★★★★★
DEAR FRANKIE(102分)
監督: ショーナ・オーバック
製作: キャロライン・ウッド
脚本: アンドレア・ギブ
撮影: ショーナ・オーバック
プロダクションデザイン: ジェニファー・カーンキ
音楽: アレックス・ヘッフェス
衣裳デザイン: キャロル・K・ミラー
出演: エミリー・モーティマー・・・リジー(母親)
ジャック・マケルホーン・・・フランキー(息子)
メアリー・リガンズ・・・ネル(リジーの母)
ジェラルド・バトラー・・・ストレンジャー
シャロン・スモール・・・マリー(リジーの友人)
ショーン・ブラウン・・・リッキー(フランキーのクラスメイト)
ジェイド・ジョンソン・・・カトリオーナ
カティ・マーフィ・・・マッケンジー先生
アン・マリー・ティモニー・・・ジャネット(デイビーの姉)
ジョン・カゼック・・・アリー(マリーの恋人)
カル・マカニンク・・・デイビー(リジーの元夫・フランキーの実父)
◆ストーリー◆
リジーは、夫の暴力に耐えかね、母と幼い息子フランキーを連れ、スコットランド中を転々としながら暮らしていた。
夫の暴力が原因で耳が聞こえなくなったフランキーであったが、そんな事情も知らずにまだ見ぬ父へ手紙を書き続けていた。
母親のリジーは、フランキーに『アクラ号という船に乗って世界中を航海しているので会えない』と説明し、リジーが父親になりすまして息子フランキー宛の手紙を書き続けていた。
そんなある日、本当にアクラ号という船がフランキーたちの住む港町に寄港することに。
父親に会えると喜ぶフランキー。
リジーは、悩んだ挙句、寄港中、フランキーの父親役を演じてくれる男性を探し、友人のマリーに紹介してもらった男を父親役として雇うことに・・・
◆感想◆
心温まるいい話だね~っていうのが見終わったあとの素直な感想。
耳が不自由な9歳の男の子フランキーは、まだ会ったことのない父親に手紙を書き続けているわけです。
そのあて先は、私書箱で、フランキーが父親宛に書いた手紙を母親が私書箱まで取りに行き、母親が父親に成りすまして返事を書いているんです。

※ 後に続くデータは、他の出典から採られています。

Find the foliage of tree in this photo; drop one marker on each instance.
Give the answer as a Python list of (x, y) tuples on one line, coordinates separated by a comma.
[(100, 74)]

父親は、”アクラ号”という船に乗って世界中を周っていると聞かされているんですが、その”アクラ号”がフランキーの住んでる港町にやってくることになって、母親のリジーは悩んだ挙句、父親役を雇うことにする。
この父親役がジェラルド・バトラーなんですが、ジェラルド・バトラーって「オペラ座の怪人」とか「300」のイメージしかないもんで、こんな役もしていたとは意外です。
このジェラルド・バトラーが演じる役、役名がないので(ストレンジャー=strangerなので)、何と呼べばいいのか困ってしまいますが、父親役の男orニセモノのパパとでも呼びましょうか。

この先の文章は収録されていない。